Je descends trois arrêts avant, parce que l’avenue Arica est en travaux : ils sont en train de construire un train électrique qui devrait soulager le trafic routier. En attendant, c’est encore plus le bazar : tous les piétons se bousculent, la police fait la circulation parce que personne ne respecte les feux de circulation, les gens se jettent sous les roues des voitures pour ne pas attendre une minute et demie ou bien hurlent sur la policière parce qu’elle fait passer les voitures au feu rouge... Le bruit est assourdissant, je sens les regards sur moi, mon sac à dos et mon gros manteau -clairement, c’est visible que j’arrive de province. Ce quartier de Lima n’est pas le plus tranquille, les vols à main armés sont courants (d’ailleurs l’année dernière, je m’étais fait piquer mon portable à la porte de la maison en rentrant un peu trop tard), donc je force un peu le pas.

Chumbivilcas et ses lamas me semblent bien loin.
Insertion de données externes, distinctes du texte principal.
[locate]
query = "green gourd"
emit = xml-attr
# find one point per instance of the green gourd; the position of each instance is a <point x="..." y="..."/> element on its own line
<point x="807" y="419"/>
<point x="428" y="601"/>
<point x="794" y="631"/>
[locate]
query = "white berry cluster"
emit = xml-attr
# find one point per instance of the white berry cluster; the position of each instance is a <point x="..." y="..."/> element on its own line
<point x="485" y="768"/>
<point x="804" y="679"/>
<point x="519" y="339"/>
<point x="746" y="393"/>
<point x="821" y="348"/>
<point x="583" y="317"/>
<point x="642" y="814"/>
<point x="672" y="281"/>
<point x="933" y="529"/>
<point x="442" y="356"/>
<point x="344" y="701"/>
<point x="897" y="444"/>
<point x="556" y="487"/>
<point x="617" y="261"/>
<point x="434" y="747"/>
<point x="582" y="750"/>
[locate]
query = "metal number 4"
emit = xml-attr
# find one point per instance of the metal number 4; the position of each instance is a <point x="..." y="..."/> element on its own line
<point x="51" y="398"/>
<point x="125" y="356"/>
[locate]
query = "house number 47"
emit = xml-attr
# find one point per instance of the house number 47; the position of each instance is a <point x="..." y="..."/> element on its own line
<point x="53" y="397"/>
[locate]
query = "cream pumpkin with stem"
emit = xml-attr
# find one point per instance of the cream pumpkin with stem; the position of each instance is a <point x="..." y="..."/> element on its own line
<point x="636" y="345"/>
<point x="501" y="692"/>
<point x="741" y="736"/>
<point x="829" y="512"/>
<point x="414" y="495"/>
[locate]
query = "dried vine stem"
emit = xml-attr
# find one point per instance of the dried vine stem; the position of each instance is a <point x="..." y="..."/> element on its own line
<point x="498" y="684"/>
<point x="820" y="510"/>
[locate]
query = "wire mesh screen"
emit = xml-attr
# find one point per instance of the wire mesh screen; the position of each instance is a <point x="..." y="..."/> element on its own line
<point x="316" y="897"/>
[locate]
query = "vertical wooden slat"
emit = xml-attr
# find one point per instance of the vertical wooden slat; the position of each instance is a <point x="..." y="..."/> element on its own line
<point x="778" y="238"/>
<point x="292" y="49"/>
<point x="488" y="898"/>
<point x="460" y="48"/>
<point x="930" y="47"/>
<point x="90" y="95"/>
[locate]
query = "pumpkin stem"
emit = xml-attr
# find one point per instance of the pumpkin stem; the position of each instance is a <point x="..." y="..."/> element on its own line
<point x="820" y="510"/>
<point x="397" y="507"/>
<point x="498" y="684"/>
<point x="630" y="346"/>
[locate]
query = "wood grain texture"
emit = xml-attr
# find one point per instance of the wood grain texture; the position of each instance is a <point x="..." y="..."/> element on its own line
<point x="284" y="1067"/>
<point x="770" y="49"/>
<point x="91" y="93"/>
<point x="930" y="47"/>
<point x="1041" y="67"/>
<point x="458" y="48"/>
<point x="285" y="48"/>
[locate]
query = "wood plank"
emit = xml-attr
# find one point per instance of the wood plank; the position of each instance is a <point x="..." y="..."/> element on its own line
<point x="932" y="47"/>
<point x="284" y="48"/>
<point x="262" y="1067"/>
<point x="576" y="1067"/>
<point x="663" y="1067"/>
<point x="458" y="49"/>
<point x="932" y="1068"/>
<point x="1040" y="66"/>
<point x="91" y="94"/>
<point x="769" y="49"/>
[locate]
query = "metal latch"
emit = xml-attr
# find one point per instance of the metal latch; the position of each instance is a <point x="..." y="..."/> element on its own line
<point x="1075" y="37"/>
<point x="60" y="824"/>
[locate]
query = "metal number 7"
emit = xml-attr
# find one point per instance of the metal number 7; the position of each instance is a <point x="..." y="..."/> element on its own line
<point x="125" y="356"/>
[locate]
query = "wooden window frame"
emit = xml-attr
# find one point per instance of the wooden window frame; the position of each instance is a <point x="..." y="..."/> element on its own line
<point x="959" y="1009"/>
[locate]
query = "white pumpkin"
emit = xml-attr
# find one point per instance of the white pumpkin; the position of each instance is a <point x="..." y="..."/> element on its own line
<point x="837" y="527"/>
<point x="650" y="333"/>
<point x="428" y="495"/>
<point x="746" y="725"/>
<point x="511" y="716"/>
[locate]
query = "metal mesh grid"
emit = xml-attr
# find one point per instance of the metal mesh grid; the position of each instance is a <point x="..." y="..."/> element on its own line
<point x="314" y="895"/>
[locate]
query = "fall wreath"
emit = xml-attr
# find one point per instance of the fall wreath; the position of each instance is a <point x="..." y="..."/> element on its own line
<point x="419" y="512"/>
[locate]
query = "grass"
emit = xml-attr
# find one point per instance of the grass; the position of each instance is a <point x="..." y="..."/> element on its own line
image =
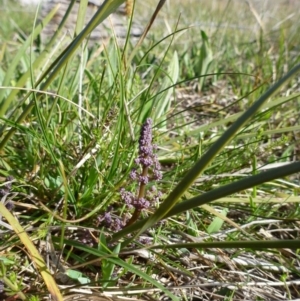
<point x="224" y="99"/>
Mais ces jours-ci, je profite aussi de ce que Lima offre : une énorme diversité culinaire (et qu’est ce qu’on mange bien à Lima ! Le tourisme gastronomique s’est beaucoup développé ces dernières années, et les classes supérieures des différents pays voisins viennent passer un long week-end pour s’empifrer pendant quelques jours) ; des copains géniaux ; et surtout, pour moi, une certaine invisibilité. Sur le terrain, je croise vingt fois par jour des gens que je connais, et je dois constamment être sur le qui-vive. Je sais le moindre de mes faits et gestes observé. Au contraire, à Lima, je peux m’habiller comme il me plaît, aller où je veux, voir qui je veux sans avoir à évaluer l’impact de ce que je fais sur mes relations de terrain. Et j’avoue, c’est vraiment très très reposant. La position de chercheuse sur le terrain implique une tension mentale permanente, une prise de note mentale à chaque interaction, une attention particulière à ce qui je dis, à qui, et comment, etc. Sortir de mon rôle de chercheuse est donc hyper chouette, au moins pour quelques jours.

Et puis surtout... j’organise un peu la présentation du Passerelle en espagnol, lundi prochain, dans la plus grande université publique du Pérou ; le creuset des débats politiques, plus encore qu’intellectuels, y ont lieu. Ça va être un grand moment.